Ask AI for a reading list on a focused scholarly topic. Then start verifying citations together as a class. Some will be real. Some will be distorted. Some will be entirely fabricated while sounding perfectly plausible.
Choose a topic narrow enough to sound scholarly but broad enough that students will not already know the literature by heart. Ask AI for eight to ten key books and articles. Then have students track each citation across library catalogs, publisher pages, journal databases, and Google Scholar.
The exercise is not trying to turn library instruction into a gotcha moment about AI; it uses AI’s fluent mistakes to make source evaluation feel concrete, consequential, and part of expert work. It also opens a conversation about how AI works, why confabulation happens, and what particular errors might reveal about training data.
Works individually and as a group exercise where each team verifies two or three citations and reports back. The room usually ends up with a mix of confirmed sources, half-right sources, and fully invented ones.
What to verify:
Prompt
Give me a reading list of 8 to 10 important scholarly works on [topic]. Include author, full title, journal or publisher, year, and a one-sentence note about why each source matters.
Unlike more abstract conversations about hallucination, this exercise gives students a task with a clear answer. Either the source exists or it does not. Either the metadata is right or it is not. That clarity makes it a strong early-semester exercise in classes that involve research papers, annotated bibliographies, or historiographic review.
Once students start finding errors, the conversation usually shifts from “AI makes mistakes” to the more useful question: why are we so easily persuaded by the look and tone of correctness?

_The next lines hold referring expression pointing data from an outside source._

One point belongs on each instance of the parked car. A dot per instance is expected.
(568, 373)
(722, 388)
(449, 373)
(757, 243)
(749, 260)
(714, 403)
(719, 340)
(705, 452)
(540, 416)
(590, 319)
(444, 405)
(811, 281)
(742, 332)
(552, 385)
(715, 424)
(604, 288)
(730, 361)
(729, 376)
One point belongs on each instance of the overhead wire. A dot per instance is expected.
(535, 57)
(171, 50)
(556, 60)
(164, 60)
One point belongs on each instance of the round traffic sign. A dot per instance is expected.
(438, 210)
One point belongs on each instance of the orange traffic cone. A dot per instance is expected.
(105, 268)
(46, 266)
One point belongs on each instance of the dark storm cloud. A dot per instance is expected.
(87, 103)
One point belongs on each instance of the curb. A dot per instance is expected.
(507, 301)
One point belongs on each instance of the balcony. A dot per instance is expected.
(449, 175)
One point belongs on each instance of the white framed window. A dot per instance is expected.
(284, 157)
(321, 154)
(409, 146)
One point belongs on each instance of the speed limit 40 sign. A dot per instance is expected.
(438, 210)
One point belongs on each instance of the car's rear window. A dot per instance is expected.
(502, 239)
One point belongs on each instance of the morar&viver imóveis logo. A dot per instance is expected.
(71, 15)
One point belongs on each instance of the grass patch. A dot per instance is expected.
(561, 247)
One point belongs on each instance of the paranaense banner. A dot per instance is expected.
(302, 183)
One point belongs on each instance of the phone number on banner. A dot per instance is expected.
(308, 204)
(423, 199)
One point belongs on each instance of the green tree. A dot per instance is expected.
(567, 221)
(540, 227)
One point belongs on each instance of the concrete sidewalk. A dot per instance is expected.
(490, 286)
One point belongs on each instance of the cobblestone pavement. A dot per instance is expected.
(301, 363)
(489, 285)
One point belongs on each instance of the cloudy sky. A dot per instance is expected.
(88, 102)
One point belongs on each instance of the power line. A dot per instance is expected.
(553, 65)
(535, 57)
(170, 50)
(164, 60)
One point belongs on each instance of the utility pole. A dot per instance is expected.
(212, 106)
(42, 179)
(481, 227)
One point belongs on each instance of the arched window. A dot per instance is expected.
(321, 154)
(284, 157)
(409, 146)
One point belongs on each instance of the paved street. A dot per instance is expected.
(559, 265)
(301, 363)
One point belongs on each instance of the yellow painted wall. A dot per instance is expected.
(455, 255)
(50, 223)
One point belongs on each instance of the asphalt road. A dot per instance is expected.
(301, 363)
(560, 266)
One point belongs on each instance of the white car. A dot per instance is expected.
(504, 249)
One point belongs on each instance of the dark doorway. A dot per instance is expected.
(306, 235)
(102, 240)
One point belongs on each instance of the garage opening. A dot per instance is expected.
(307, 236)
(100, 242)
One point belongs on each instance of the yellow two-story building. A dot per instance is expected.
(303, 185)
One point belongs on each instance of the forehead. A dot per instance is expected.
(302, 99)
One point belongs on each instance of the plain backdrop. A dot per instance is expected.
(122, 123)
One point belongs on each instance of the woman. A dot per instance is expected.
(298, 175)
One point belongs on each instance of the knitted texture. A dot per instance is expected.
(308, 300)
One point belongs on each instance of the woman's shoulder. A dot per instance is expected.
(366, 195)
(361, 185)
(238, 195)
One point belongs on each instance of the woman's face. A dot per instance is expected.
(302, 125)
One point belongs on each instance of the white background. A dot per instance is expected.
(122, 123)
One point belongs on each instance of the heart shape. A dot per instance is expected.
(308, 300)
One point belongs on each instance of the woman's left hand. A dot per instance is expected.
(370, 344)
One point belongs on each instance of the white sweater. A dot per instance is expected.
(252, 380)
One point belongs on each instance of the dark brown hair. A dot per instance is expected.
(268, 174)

AI tools are getting better at avoiding fabrications when they are explicitly asked to verify sources. That creates another useful teaching moment: ask the tool to explain precisely where its citations came from.
A follow-up prompt
Verify each citation for accuracy and tell me precisely how you verified or generated these citations.

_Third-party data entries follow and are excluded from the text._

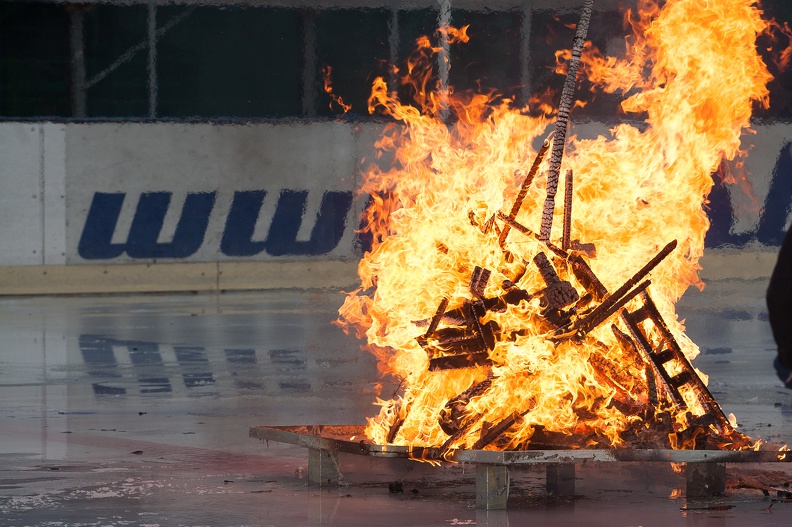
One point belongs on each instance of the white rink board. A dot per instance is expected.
(277, 174)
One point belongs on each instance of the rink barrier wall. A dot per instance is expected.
(167, 207)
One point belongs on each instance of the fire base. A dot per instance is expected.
(706, 469)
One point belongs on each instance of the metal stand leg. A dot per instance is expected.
(705, 479)
(561, 479)
(323, 467)
(492, 486)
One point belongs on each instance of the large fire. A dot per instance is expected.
(504, 334)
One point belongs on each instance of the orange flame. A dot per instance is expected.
(692, 70)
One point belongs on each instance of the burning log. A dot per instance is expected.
(669, 351)
(437, 316)
(558, 293)
(457, 362)
(493, 433)
(478, 281)
(565, 240)
(603, 311)
(452, 414)
(562, 122)
(524, 190)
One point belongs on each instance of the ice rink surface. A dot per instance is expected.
(134, 410)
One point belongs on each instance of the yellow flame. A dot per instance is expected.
(691, 73)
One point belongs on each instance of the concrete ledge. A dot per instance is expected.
(724, 264)
(175, 277)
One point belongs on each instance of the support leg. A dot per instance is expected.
(705, 479)
(323, 467)
(561, 479)
(492, 486)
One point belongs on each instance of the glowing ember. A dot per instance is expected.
(504, 341)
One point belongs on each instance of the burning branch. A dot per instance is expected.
(562, 122)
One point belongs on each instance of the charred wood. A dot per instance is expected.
(565, 240)
(562, 121)
(587, 278)
(452, 414)
(437, 316)
(497, 430)
(455, 362)
(478, 281)
(524, 190)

Students can then see how the model stitches together nearby ideas, titles, authors, and publication habits into something that feels plausible but has no real source behind it.
Test out a sample bibliography or two before class. AI tools change quickly, and some topics and sources are less error-prone than others. Vaguer prompts tend to get looser bibliographies.
Frame it carefully: the lesson is not simply “AI is bad because it makes mistakes.” The lesson is to think about the nature of LLMs, how prompting can get different levels of precision, and that verification is a crucial scholarly habit that defines expertise.